Alors que prédire de cet après-ChatGPT ? Un premier domaine devra être le sujet de toute notre vigilance : la manipulation de l’information, sur deux plans. La capacité à produire des fake news chimiquement pures, des vidéos ou des photos plus vraies que nature, des histoires crédibles mais inventées de toutes pièces. Mais aussi, le fait que par essence ces algorithmes génèrent du contenu sur la base de ce qui est à leur portée d’extrapolation et que ces informations présentent souvent des biais quand elles ne sont pas erronées. Distinguer le faux du vrai est déjà délicat mais le faussement vrai du vraiment faux ? Ils sont pourtant à proscrire l’un et l’autre et le sondage récent confié à l’Ifop par les fondations Reboot et Jean Jaurès est un très sérieux avertissement pour nos démocraties : entre 18 et 25 ans, près de 30% des utilisateurs réguliers de TikTok et Telegram croient que la terre pourrait être plate, et 20% que les pyramides d’Égypte ont été construites par des extraterrestres.

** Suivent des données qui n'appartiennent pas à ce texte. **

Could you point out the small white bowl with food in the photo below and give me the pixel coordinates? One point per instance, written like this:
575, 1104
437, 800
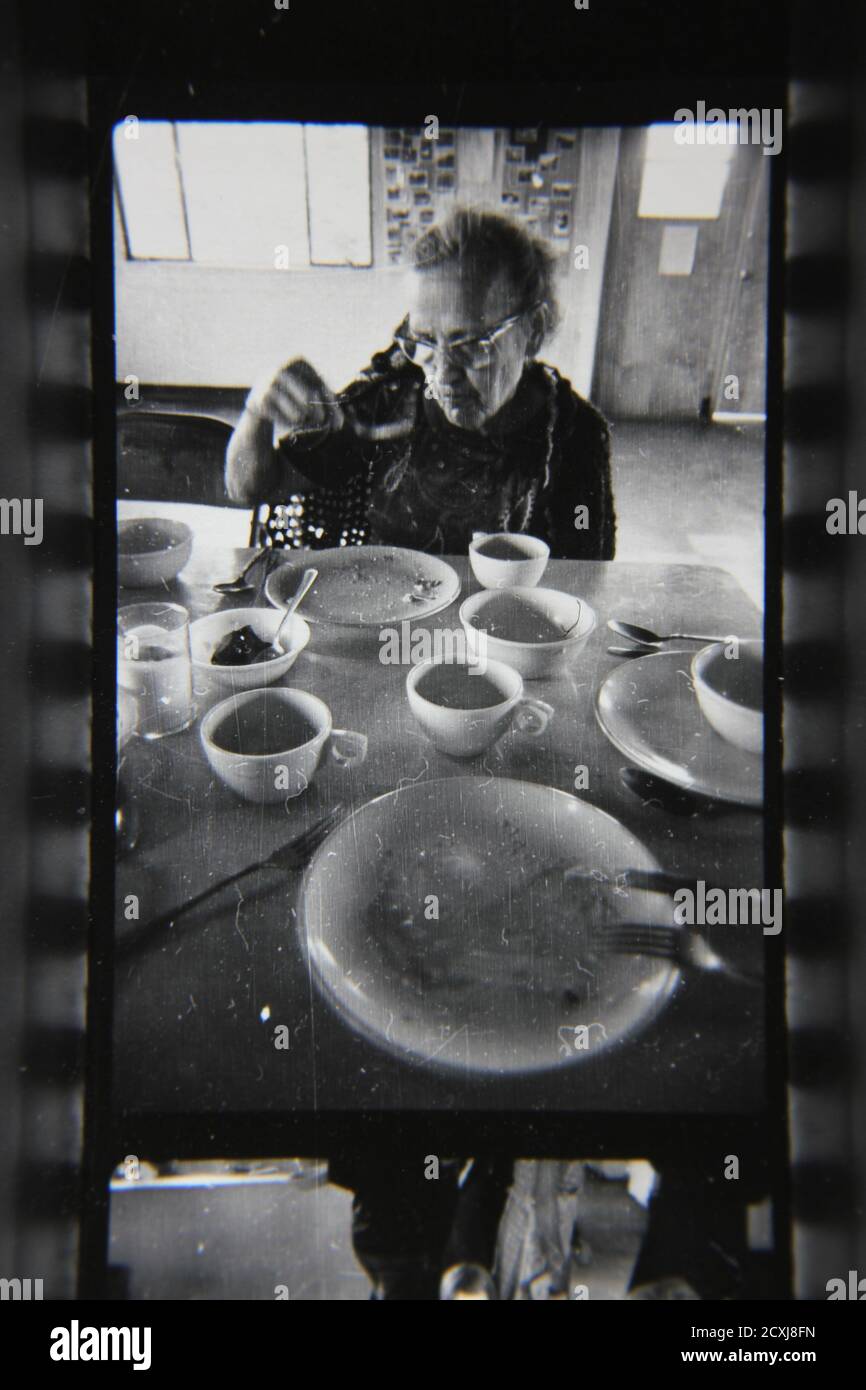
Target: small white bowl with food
508, 560
535, 631
152, 551
729, 684
235, 649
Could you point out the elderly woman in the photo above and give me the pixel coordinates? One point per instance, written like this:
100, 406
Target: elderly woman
455, 428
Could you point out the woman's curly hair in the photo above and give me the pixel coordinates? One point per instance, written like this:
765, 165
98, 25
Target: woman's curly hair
488, 242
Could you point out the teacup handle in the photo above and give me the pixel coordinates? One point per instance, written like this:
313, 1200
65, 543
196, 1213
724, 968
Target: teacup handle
346, 748
533, 716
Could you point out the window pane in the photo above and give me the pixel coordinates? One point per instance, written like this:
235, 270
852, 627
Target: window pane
245, 193
684, 180
149, 188
338, 182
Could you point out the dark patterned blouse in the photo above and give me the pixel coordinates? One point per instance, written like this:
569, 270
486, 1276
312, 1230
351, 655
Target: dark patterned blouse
399, 473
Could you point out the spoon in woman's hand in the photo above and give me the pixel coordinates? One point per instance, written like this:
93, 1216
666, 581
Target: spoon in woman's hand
303, 588
645, 637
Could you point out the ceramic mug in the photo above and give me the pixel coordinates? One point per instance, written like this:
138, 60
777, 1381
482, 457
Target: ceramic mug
278, 773
464, 709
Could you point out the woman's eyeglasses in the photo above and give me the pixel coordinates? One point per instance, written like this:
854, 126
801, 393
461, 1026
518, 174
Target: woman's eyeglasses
467, 352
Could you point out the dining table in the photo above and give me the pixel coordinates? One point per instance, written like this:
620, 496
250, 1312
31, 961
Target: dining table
198, 1004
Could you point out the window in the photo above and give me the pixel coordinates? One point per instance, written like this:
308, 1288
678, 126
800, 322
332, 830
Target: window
683, 181
256, 195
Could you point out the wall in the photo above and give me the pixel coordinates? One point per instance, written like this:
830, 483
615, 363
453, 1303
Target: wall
184, 324
666, 339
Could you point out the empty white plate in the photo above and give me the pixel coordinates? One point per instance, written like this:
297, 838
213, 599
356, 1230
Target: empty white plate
430, 930
649, 710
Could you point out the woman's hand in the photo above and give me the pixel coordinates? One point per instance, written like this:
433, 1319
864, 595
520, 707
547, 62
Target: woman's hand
295, 402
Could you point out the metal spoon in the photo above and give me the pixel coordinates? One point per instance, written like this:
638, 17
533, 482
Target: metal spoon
645, 637
303, 588
241, 585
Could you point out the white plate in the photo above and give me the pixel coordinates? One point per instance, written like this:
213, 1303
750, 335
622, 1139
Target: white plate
649, 710
366, 585
503, 976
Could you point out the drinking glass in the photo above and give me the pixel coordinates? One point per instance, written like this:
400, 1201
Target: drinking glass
153, 663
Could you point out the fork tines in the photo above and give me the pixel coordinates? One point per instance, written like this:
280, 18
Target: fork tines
299, 849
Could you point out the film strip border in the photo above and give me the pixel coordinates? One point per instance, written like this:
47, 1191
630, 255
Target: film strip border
43, 1057
823, 669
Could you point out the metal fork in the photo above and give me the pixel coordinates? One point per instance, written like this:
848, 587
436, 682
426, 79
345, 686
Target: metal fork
683, 947
285, 858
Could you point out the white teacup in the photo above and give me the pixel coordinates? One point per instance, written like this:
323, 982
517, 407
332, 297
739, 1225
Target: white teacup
463, 709
296, 719
516, 560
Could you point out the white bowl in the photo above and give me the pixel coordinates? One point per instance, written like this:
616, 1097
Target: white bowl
159, 551
531, 659
206, 633
726, 692
509, 573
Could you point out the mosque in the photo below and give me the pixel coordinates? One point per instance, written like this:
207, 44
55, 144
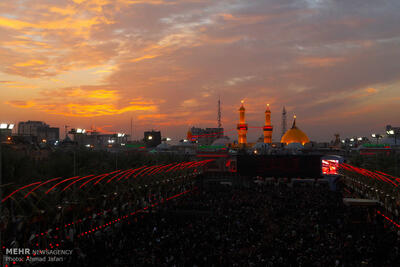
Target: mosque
293, 135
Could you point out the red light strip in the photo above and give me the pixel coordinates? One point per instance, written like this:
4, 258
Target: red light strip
93, 230
65, 188
387, 218
149, 170
154, 171
132, 172
116, 175
19, 189
54, 186
388, 175
91, 179
125, 174
36, 187
141, 171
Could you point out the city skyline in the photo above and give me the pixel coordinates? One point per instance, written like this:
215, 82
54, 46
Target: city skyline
164, 63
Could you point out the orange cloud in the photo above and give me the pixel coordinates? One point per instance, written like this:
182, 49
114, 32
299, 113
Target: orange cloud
86, 102
29, 63
320, 61
21, 104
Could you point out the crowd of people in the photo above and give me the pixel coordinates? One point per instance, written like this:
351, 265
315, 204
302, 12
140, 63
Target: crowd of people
259, 226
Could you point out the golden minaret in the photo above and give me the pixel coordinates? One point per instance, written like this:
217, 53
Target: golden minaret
268, 127
242, 126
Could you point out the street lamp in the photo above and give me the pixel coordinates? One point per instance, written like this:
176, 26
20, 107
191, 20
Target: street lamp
394, 133
377, 136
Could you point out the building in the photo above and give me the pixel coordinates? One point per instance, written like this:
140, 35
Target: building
92, 138
393, 133
294, 135
267, 129
39, 130
6, 131
204, 136
242, 127
152, 138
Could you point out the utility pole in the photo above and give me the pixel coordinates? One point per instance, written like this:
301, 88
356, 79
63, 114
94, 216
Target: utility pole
1, 206
131, 129
283, 121
219, 113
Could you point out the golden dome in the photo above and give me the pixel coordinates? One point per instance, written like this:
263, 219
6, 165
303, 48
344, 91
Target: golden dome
294, 135
189, 135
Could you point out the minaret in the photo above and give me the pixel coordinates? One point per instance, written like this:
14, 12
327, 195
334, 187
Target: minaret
242, 126
268, 127
283, 121
219, 113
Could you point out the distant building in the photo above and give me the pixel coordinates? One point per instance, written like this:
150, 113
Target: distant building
6, 131
96, 139
152, 138
39, 130
205, 136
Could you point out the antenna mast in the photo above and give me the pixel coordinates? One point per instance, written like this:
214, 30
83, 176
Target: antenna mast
219, 113
283, 121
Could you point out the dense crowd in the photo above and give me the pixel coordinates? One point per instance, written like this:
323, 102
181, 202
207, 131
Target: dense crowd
265, 225
261, 226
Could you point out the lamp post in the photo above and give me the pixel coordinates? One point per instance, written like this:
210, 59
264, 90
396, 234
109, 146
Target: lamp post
377, 136
394, 133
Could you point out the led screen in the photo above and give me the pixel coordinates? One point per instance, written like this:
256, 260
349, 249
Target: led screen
330, 166
295, 166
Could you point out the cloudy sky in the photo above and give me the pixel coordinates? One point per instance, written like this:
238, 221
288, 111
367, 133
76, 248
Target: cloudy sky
85, 63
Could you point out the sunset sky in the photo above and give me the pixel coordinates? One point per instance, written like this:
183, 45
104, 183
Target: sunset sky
84, 63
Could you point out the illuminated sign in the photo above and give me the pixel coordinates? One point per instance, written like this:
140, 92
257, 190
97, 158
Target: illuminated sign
377, 145
215, 147
330, 166
135, 145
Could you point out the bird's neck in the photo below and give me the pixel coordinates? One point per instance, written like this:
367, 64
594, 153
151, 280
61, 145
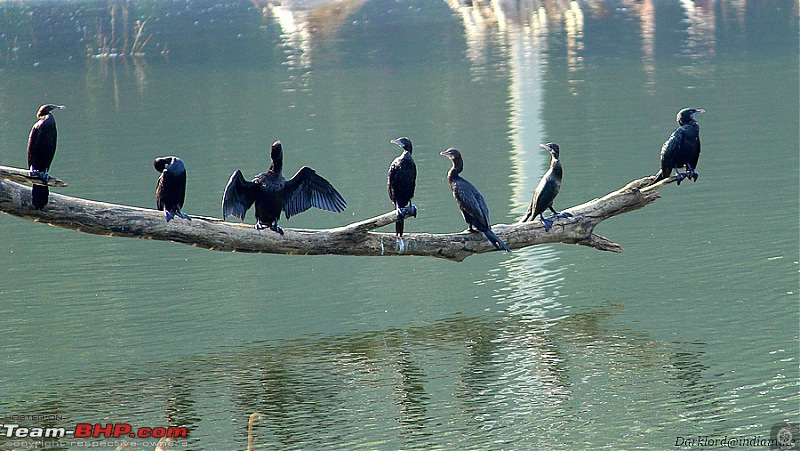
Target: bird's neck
458, 166
276, 166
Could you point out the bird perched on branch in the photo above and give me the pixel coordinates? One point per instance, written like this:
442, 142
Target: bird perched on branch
469, 200
547, 190
41, 150
682, 149
272, 193
402, 181
171, 187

D’ailleurs, à qui appartiendront ces créations générées par des intelligences artificielles ? Quid de tous ceux qui ont produit les informations qui ont permis d’entraîner ces algorithmes ? Picasso aurait dit: «Les bons artistes copient, les grands artistes volent»... L’intelligence artificielle pille mais pour combien de temps ? Pourra-t-elle continuer de le faire dans le Web3 où blockchain et NFT redonnent le pouvoir à la créativité et à sa propriété intellectuelle ? Les détenteurs de licences et de droits et les avocats ont de beaux jours devant eux. Si ces trois premières questions concernent avant tout pour les États et leur réglementation, la suivante est ancienne mais toujours plus incisive, celle de notre souveraineté européenne. Nous n’avions pas de pétrole lors de la crise pétrolière des années 1970, nous n’avons pas eu de Gafa lors de la révolution numérique des années 2000 et 2010 et nous ne semblons pas mieux armés pour ce nouveau choc titanesque d’une industrie de pointe (des semi-conducteurs au cloud) avec des zettaoctets de données thésaurisées par quelques plateformes numériques.

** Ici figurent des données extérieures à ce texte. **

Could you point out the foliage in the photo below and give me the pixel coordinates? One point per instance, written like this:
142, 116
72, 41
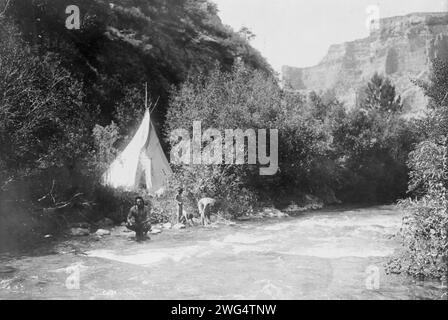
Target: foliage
425, 224
373, 142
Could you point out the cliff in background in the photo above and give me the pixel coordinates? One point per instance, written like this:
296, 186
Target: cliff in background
401, 48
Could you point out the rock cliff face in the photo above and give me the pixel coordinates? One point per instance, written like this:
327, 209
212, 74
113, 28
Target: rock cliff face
401, 48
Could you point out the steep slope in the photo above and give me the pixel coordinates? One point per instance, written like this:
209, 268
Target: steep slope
402, 49
128, 42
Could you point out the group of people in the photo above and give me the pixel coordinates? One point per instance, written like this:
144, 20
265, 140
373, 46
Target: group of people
139, 217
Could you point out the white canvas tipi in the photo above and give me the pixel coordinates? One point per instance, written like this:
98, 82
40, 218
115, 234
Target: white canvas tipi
142, 164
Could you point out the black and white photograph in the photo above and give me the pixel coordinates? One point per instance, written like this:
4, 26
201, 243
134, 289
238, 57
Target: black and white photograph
245, 152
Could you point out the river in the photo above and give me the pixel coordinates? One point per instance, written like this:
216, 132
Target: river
326, 254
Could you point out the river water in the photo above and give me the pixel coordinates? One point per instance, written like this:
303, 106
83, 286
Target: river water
328, 254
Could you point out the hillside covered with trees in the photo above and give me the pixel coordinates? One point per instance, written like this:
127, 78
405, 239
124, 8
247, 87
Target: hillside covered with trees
70, 99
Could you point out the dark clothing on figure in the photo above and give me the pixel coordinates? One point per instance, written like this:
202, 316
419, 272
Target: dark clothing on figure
138, 221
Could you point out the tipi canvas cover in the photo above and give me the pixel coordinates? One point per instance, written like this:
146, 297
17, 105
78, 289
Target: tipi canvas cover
141, 164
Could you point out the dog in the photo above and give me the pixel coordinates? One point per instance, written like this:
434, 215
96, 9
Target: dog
207, 206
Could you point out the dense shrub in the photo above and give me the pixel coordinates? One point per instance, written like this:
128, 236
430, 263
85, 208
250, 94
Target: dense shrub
425, 225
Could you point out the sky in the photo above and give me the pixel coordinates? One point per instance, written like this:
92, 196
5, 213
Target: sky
299, 32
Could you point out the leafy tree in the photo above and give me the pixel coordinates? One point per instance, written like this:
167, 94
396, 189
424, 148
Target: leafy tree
380, 95
425, 226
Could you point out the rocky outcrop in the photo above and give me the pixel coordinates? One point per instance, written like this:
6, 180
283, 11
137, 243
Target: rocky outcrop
401, 48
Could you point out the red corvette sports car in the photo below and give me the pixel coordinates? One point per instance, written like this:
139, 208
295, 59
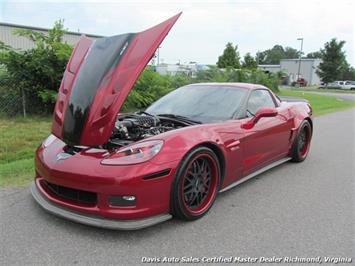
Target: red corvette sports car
127, 171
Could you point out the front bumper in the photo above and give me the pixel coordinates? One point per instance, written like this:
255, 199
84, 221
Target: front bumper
95, 220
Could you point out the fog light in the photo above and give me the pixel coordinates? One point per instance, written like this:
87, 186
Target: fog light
122, 201
129, 198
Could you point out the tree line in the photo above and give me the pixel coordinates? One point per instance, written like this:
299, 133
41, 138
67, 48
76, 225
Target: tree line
37, 72
333, 66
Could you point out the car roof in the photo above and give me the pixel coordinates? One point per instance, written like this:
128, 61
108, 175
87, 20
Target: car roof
248, 86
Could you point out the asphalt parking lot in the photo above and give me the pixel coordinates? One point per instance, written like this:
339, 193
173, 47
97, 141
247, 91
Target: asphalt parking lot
304, 210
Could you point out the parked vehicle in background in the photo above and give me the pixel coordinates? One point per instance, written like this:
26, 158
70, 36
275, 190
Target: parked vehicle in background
341, 85
301, 82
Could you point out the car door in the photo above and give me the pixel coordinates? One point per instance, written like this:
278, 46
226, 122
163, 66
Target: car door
268, 139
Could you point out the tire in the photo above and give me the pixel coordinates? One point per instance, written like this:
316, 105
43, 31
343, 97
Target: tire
302, 142
196, 184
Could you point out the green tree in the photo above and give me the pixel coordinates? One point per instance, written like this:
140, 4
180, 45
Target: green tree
249, 62
230, 57
333, 65
38, 71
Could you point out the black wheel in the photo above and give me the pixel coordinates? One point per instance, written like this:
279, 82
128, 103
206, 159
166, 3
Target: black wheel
302, 142
196, 184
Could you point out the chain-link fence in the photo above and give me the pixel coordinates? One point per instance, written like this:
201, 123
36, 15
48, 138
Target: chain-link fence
12, 100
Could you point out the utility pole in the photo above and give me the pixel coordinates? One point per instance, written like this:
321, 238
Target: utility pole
158, 55
299, 62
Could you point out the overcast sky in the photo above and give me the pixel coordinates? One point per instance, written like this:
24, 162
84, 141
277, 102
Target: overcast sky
205, 27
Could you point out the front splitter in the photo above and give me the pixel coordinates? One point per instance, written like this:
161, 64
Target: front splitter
95, 220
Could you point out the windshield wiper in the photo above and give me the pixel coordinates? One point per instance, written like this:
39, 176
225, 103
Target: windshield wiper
181, 118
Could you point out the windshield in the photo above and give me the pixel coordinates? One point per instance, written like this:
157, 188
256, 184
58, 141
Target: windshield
206, 103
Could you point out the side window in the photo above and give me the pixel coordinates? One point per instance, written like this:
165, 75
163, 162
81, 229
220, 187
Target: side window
259, 99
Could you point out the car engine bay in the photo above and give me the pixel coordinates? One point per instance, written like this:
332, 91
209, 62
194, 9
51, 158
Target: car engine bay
133, 127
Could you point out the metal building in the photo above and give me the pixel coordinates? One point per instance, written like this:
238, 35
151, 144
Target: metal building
18, 42
307, 68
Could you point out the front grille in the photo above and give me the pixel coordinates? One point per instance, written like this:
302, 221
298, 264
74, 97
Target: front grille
76, 195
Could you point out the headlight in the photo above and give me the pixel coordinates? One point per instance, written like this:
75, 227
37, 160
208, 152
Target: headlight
48, 141
137, 153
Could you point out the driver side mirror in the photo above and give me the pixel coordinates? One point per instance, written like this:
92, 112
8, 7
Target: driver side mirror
262, 112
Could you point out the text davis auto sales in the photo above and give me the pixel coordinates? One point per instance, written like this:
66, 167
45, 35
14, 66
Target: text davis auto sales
238, 260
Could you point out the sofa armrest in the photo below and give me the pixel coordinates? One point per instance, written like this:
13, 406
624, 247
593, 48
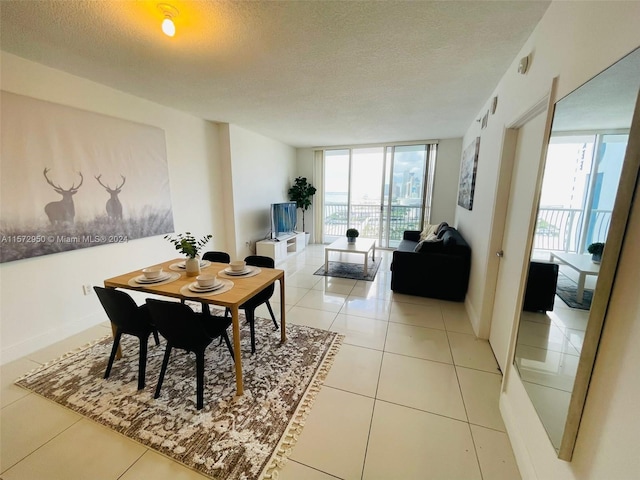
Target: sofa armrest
412, 235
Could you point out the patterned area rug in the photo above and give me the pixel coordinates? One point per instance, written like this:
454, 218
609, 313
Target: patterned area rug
566, 289
354, 271
246, 437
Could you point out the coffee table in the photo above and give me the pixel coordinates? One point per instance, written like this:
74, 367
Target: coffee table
581, 264
361, 245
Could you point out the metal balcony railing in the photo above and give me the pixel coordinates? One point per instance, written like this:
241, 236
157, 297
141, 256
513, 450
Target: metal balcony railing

L'arbre qui cache la forêt

Sur le plan économique, la destruction créatrice bat son plein. OpenAI est le nouveau champion mais c’est l’arbre qui cache la forêt alors que la tech marque le pas et a compté en 2022 un record de 1 039 plans de licenciements massifs. D’ailleurs cette phase profitera-t-elle aux start-up ? OpenAI finit de remettre le pied à l’étrier à Microsoft grâce à sa participation financière et son partenariat avec Azure et Bing qui esquisse l’avenir de la recherche en ligne en langage naturel. À tel point que la publicité qui a financé presque tous les nouveaux usages du web jusqu’ici semble inquiète plutôt qu’à l’affut : comment intégrer à la production d’OpenAI et consorts les gros liens bleus et leurs liens sponsorisés auxquels nous avons été habitués dans les réponses à nos questions en ligne ? Il semble que le modèle économique de l’intelligence artificielle ne soit pas son point fort. Si ChatGPT détient le record du million d’utilisateurs atteint le plus rapidement (5 jours) pour une technologie… Google ou Facebook avaient mis 5 ans à atteindre leur premier milliard de chiffre d’affaires, et après 7 ans, OpenAI en est toujours loin.

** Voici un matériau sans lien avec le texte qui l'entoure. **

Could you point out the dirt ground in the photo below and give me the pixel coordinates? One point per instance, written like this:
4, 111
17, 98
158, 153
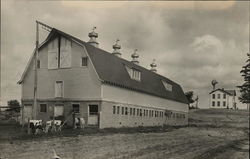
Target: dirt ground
211, 134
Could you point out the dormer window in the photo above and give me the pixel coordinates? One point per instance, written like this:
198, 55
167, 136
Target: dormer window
134, 73
167, 86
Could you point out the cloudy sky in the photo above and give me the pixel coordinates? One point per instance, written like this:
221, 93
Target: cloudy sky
192, 42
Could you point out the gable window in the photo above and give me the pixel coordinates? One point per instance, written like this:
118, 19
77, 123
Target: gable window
43, 108
59, 89
84, 61
134, 73
59, 57
167, 85
76, 108
65, 53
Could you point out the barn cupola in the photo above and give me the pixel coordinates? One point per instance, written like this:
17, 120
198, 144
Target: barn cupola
153, 66
117, 48
93, 35
135, 57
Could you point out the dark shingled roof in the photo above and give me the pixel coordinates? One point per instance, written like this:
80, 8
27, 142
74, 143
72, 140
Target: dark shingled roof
111, 70
229, 92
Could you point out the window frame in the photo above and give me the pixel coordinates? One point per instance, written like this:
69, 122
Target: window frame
62, 89
213, 96
213, 103
218, 103
41, 108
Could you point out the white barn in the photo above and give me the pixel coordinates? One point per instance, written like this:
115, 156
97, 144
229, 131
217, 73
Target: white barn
101, 87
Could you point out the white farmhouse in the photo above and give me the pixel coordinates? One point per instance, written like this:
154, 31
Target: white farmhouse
221, 98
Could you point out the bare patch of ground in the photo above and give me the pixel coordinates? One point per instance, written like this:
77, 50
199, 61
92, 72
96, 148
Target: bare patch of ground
203, 139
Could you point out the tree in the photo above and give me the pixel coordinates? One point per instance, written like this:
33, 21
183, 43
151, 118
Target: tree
245, 87
14, 104
189, 95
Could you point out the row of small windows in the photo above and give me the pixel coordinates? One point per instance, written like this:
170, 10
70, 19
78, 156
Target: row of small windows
218, 103
84, 62
218, 96
143, 112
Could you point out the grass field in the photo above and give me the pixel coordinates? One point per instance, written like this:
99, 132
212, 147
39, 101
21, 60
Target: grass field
222, 134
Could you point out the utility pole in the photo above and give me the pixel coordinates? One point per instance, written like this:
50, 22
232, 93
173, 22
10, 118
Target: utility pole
35, 72
47, 28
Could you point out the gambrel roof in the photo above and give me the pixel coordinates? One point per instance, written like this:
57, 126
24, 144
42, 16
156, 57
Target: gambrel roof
111, 70
229, 92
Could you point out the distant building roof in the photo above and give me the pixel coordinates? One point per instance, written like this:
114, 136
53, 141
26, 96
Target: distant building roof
111, 70
227, 91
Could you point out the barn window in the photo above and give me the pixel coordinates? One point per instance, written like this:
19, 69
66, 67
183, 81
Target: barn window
65, 53
84, 61
122, 110
58, 110
167, 85
53, 54
224, 103
213, 96
126, 110
43, 108
76, 108
93, 109
118, 109
134, 73
113, 109
62, 58
59, 89
213, 103
218, 96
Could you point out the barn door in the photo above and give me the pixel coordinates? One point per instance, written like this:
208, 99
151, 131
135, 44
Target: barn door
93, 115
27, 112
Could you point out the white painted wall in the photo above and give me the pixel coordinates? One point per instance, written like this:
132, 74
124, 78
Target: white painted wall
79, 82
229, 100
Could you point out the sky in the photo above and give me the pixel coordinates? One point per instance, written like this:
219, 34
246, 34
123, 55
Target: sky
192, 42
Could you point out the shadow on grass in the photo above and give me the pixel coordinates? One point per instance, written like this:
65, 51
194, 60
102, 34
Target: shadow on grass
17, 133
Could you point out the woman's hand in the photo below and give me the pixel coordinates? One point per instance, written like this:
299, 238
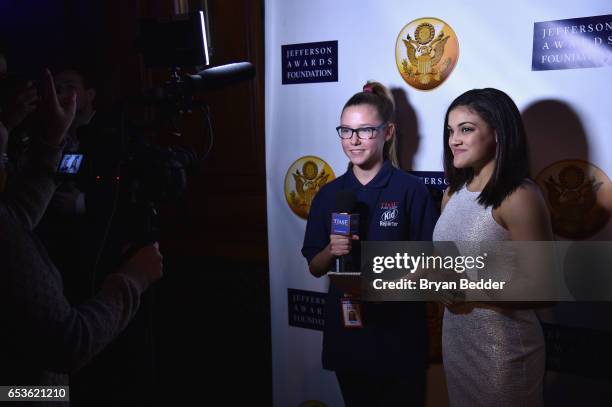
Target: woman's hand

Mais ce qui m’inquiète vraiment, ce n’est pas notre remplacement et encore moins la destruction du modèle publicitaire et de ses champions. Les experts et les bonnes questions seront demain encore plus précieux qu’aujourd’hui et Microsoft qui vaut désormais autant que Google et Facebook réunis montre que l’histoire peut repasser les plats. Aussi, nous arriverons bien à faire la part des choses entre une série personnalisée produite à la volée et selon nos désirs par une plateforme de streaming et la manipulation d’images pour de la propagande sur les réseaux sociaux. Non, mon souci, c’est qu’à défaut de passer des examens, l’intelligence artificielle se substituera avantageusement aux stagiaires et aux acteurs débutants. Dès lors, comment apprendre et devenir expert ou star ? C’est surtout l’apprentissage qui subira l’apprentissage automatique. Rien à craindre pour le permis de conduire peut-être mais ne renonçons surtout pas à la conduite accompagnée.